Master Goodluck’s name was like a charm, letting in light where she had walked so long in darkness.

Gripping the dagger between her teeth, Lucy slid back the heavy bolts that held the door firmly shut at night. Then she took a step back, set her feet wide and gripped the dagger in her right hand.

Master Goodluck is dead, she told herself. Believe nothing else. If her guardian had been alive, he would have come to find her himself by now. But could he have left some final message for her with a friend? And knowing Goodluck’s friends as she did, it was also possible this was the first chance one had found to deliver it.

Whoever was on the other side of the door, she was prepared to listen to his message. But she would take no chances.

The latch lifted and she saw a man’s hand reach inside the crack of the door, as though groping for her in the half-light. On his smallest finger was a thick gold ring which she recognized. That foul man, John Twist!

With a cry, she sprang forward and bore down on the door with all her weight.

‘Get out!’

He swore and pushed violently against the door. ‘Lucy, don’t be a fool. You need me. You can’t live here alone for ever. I won’t hurt you, let me in!’

Lucy strained to keep him out, but he was strong. I can’t hold him off much longer, she realized, and despaired. Why did none of her neighbours come to help? A dog was barking hysterically somewhere down the street. She heard a man shout at it to be quiet. The Watch must have heard the noise by now. Did they despise her so much they would see her murdered in the night? Was this how her life would end?

Twist’s hand curled around the door frame. It looked like a giant
spider
. She took the dagger from between her teeth, slashed at his nearest finger and heard him shriek. The hand was withdrawn, and for a few seconds the pressure of his weight against the door slackened.

Lucy gave a tremendous shove and the door clicked shut. She slammed the top bolt home, then the bottom one, then slumped against the door, panting. Her blood roared in her ears. Was there any other way into the house? Only by climbing up the outside and through her bedroom window.

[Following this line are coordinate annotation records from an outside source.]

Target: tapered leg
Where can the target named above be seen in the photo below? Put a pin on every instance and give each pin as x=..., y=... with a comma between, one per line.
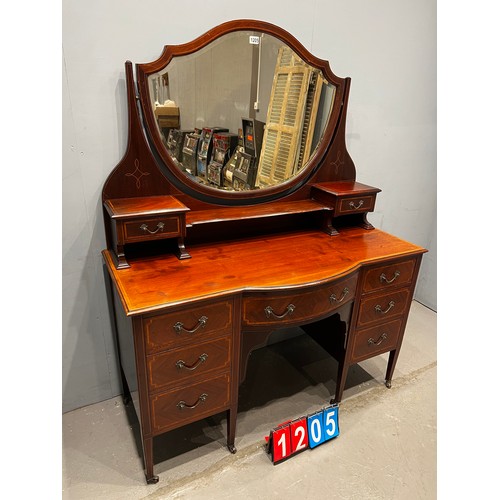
x=231, y=429
x=393, y=357
x=341, y=379
x=147, y=445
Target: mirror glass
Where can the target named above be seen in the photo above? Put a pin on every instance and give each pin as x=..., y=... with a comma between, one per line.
x=245, y=112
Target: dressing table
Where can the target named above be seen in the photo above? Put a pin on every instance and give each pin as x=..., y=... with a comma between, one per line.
x=201, y=274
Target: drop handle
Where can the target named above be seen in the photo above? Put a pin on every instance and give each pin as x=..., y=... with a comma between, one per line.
x=270, y=312
x=182, y=364
x=378, y=341
x=182, y=404
x=378, y=308
x=356, y=207
x=333, y=297
x=179, y=327
x=159, y=227
x=383, y=278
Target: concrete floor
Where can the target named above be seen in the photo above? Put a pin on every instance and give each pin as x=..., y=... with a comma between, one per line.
x=386, y=448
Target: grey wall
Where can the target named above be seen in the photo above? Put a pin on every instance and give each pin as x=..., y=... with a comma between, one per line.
x=387, y=47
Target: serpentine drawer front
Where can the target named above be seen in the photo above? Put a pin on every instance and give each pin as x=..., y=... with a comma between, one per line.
x=198, y=323
x=266, y=309
x=182, y=406
x=180, y=366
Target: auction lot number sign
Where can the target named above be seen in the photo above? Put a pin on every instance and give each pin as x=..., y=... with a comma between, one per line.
x=294, y=436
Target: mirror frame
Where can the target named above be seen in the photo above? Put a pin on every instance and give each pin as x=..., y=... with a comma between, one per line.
x=211, y=194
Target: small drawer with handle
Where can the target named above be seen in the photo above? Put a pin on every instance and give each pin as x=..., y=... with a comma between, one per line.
x=387, y=275
x=355, y=204
x=183, y=327
x=382, y=307
x=152, y=228
x=179, y=366
x=376, y=340
x=188, y=404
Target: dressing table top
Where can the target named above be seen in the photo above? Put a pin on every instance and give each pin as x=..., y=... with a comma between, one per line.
x=272, y=262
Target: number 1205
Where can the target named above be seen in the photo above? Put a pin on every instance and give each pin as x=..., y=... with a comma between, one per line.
x=305, y=432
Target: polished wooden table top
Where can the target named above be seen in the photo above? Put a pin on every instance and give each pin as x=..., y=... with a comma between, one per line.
x=261, y=263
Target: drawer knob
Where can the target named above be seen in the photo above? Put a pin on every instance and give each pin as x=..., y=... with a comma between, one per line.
x=159, y=227
x=333, y=297
x=378, y=308
x=182, y=404
x=179, y=327
x=182, y=364
x=354, y=206
x=383, y=277
x=270, y=312
x=378, y=341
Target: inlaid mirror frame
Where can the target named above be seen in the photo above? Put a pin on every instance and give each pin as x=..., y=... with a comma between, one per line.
x=211, y=194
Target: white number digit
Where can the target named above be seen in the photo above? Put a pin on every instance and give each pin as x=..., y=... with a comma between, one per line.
x=302, y=432
x=316, y=434
x=330, y=421
x=282, y=443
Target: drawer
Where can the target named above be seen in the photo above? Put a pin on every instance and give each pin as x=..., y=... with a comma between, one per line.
x=268, y=309
x=181, y=366
x=180, y=328
x=355, y=204
x=182, y=406
x=382, y=307
x=376, y=340
x=384, y=276
x=151, y=228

‘That hurt,’ John Twist exclaimed. She listened to him breathing hard as he leaned against the other side of the door. ‘You shouldn’t have done that, Lucy. I’ll be back, and next time you’ll open this door of your own accord or I’ll smash it down.’

‘No, you won’t.’

‘How are you planning to stop me, Lucy?’ John Twist waited for an answer, then laughed. ‘You should never have left court. You have no man to protect you here, no one to come running if you scream in the night. No one here would bestir himself for a black whore in the house of a dead spy.’ He was calmer now, more sure of himself. Don’t get too sure, she thought furiously, and imagined sinking her blade into him. ‘But I’ll protect you, Lucy. All I ask is to share your bed and taste a little of what you were giving Goodluck.’